Da: Ufficio Stampa Lega Nord Emilia Romagna

“Soddisfatti per il passo indietro dell’unione Reno Galliera: il concorso per agenti della municipale non è più aperto ai finti profughi. Dopo la nostra segnalazione il bando è stato corretto e con esso la volontà politica del buonismo ad oltranza, contraria alle linee dell’attuale governo. Siamo contenti di aver stoppato l’ennesimo tentativo di favorire chi non ne ha diritto a scapito degli italiani”.

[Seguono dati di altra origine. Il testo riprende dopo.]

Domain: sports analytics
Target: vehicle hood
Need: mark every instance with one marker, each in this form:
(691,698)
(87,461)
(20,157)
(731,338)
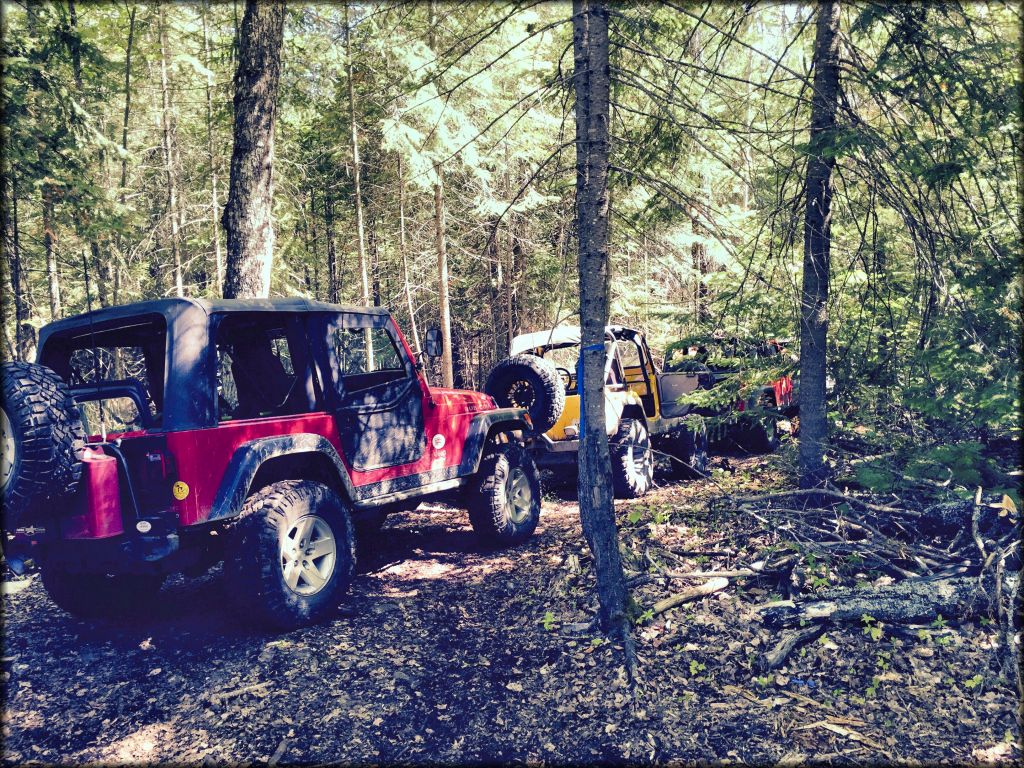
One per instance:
(462,400)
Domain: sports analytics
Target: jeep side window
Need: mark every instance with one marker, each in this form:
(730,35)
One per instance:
(261,368)
(357,369)
(116,373)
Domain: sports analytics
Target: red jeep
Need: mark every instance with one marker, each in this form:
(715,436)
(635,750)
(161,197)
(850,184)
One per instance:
(168,435)
(756,423)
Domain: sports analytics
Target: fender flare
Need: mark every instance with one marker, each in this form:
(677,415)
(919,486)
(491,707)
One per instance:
(484,425)
(251,456)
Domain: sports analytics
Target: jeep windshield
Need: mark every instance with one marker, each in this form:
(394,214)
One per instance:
(115,371)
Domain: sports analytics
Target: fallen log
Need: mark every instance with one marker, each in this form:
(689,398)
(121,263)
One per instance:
(710,587)
(793,640)
(910,601)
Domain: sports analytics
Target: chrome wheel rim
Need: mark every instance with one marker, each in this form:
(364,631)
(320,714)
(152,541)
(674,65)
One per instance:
(522,394)
(308,555)
(641,457)
(7,450)
(520,496)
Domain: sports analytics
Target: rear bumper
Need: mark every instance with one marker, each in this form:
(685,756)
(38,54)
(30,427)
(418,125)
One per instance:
(552,454)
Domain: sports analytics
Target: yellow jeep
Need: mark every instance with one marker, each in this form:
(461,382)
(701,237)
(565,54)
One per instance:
(641,403)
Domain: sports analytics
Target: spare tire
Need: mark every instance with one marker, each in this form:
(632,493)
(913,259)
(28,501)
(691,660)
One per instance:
(529,382)
(41,440)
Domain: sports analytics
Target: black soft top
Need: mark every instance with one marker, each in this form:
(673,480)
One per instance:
(172,308)
(188,363)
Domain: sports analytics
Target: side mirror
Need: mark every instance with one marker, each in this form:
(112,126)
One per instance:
(432,342)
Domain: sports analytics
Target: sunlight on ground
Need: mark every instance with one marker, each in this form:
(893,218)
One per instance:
(140,745)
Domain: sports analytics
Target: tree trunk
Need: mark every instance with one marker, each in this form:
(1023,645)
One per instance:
(123,189)
(248,216)
(497,289)
(448,372)
(698,251)
(360,241)
(314,244)
(12,254)
(590,37)
(404,257)
(168,146)
(817,242)
(333,292)
(218,259)
(75,46)
(52,271)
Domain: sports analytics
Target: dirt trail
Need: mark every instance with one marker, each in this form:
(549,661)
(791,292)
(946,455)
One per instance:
(446,652)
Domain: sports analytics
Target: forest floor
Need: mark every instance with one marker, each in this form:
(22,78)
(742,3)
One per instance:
(449,653)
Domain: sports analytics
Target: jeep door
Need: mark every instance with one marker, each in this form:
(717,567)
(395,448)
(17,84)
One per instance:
(374,391)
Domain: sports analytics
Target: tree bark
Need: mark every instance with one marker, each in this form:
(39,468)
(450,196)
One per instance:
(698,251)
(360,243)
(218,258)
(448,371)
(123,189)
(590,36)
(333,292)
(314,243)
(248,216)
(12,254)
(168,147)
(404,257)
(52,271)
(817,242)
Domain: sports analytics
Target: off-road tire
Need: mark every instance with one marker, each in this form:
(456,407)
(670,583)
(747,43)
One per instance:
(688,449)
(761,435)
(99,595)
(529,382)
(48,438)
(632,460)
(253,563)
(507,473)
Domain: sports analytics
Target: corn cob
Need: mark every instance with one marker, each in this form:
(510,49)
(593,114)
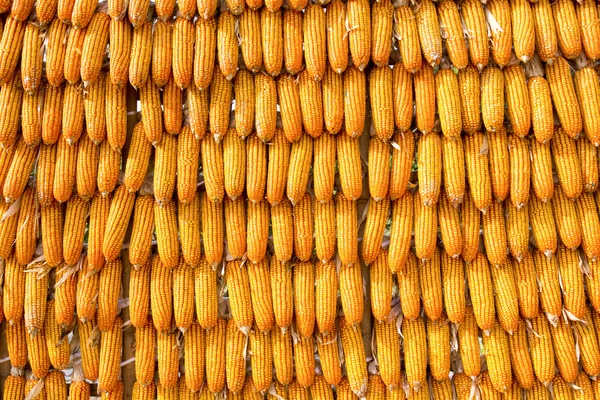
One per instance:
(205,287)
(299,168)
(376,219)
(282,225)
(424,86)
(453,285)
(94,47)
(271,28)
(11,95)
(213,229)
(227,52)
(204,55)
(32,57)
(410,288)
(517,230)
(426,222)
(293,39)
(31,117)
(351,293)
(16,344)
(141,49)
(324,167)
(11,45)
(380,92)
(58,350)
(429,32)
(311,103)
(403,149)
(587,212)
(14,291)
(548,278)
(325,228)
(236,357)
(94,110)
(52,232)
(139,294)
(109,167)
(588,93)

Così Alan Fabbri, capogruppo Lega Nord in Regione Emilia Romagna e Mattia Polazzi consigliere Lega Unione Reno Galliera, intervengono dopo che l’Unione di Comuni Reno Galliera ha dato comunicazione della correzione del concorso pubblico per la copertura di due posti di agente polizia locale a tempo indeterminato e pieno, che apriva la partecipazione anche a immigrati con protezione sussidiaria.
“Apprendiamo con grande soddisfazione la marcia indietro sul concorso che arriva dall’Unione che si è resa ben conto, dopo la nostra segnalazione di ieri e l’interrogazione depositata in Regione, che per partecipare a concorsi e selezioni che prevedono esercizio diretto o indiretto di pubblici poteri, ovvero attengono alla tutela dell’interesse nazionale è requisito necessario avere la cittadinanza italiana”, spiegano Fabbri e Polazzi.
A quanto pare “l’amministrazione si giustifica parlando di un mero errore nella formulazione del bando mentre noi riteniamo che si sia trattato di una malcelata volontà politica, perfettamente in linea con tutte le azioni che fino ad oggi hanno caratterizzato il Pd in materia di immigrazione, di spalancare tutte le porte anche a chi non ne ha diritto, senza riflettere sulle conseguenze”, aggiungono Fabbri e Polazzi.
“Fortunatamente questa follia è stata stoppata e noi continueremo a vigilare sui temi che riguardano i diritti dei cittadini italiani, spesso calpestati da una discriminazione a contrario, che rischiava di ripetersi anche questa volta considerato quanti giovani italiani, qualificati e professionali, sono desiderosi di fare parte del corpo della municipale, avendo tutte le carte in regola per garantire un servizio efficace e di qualità”.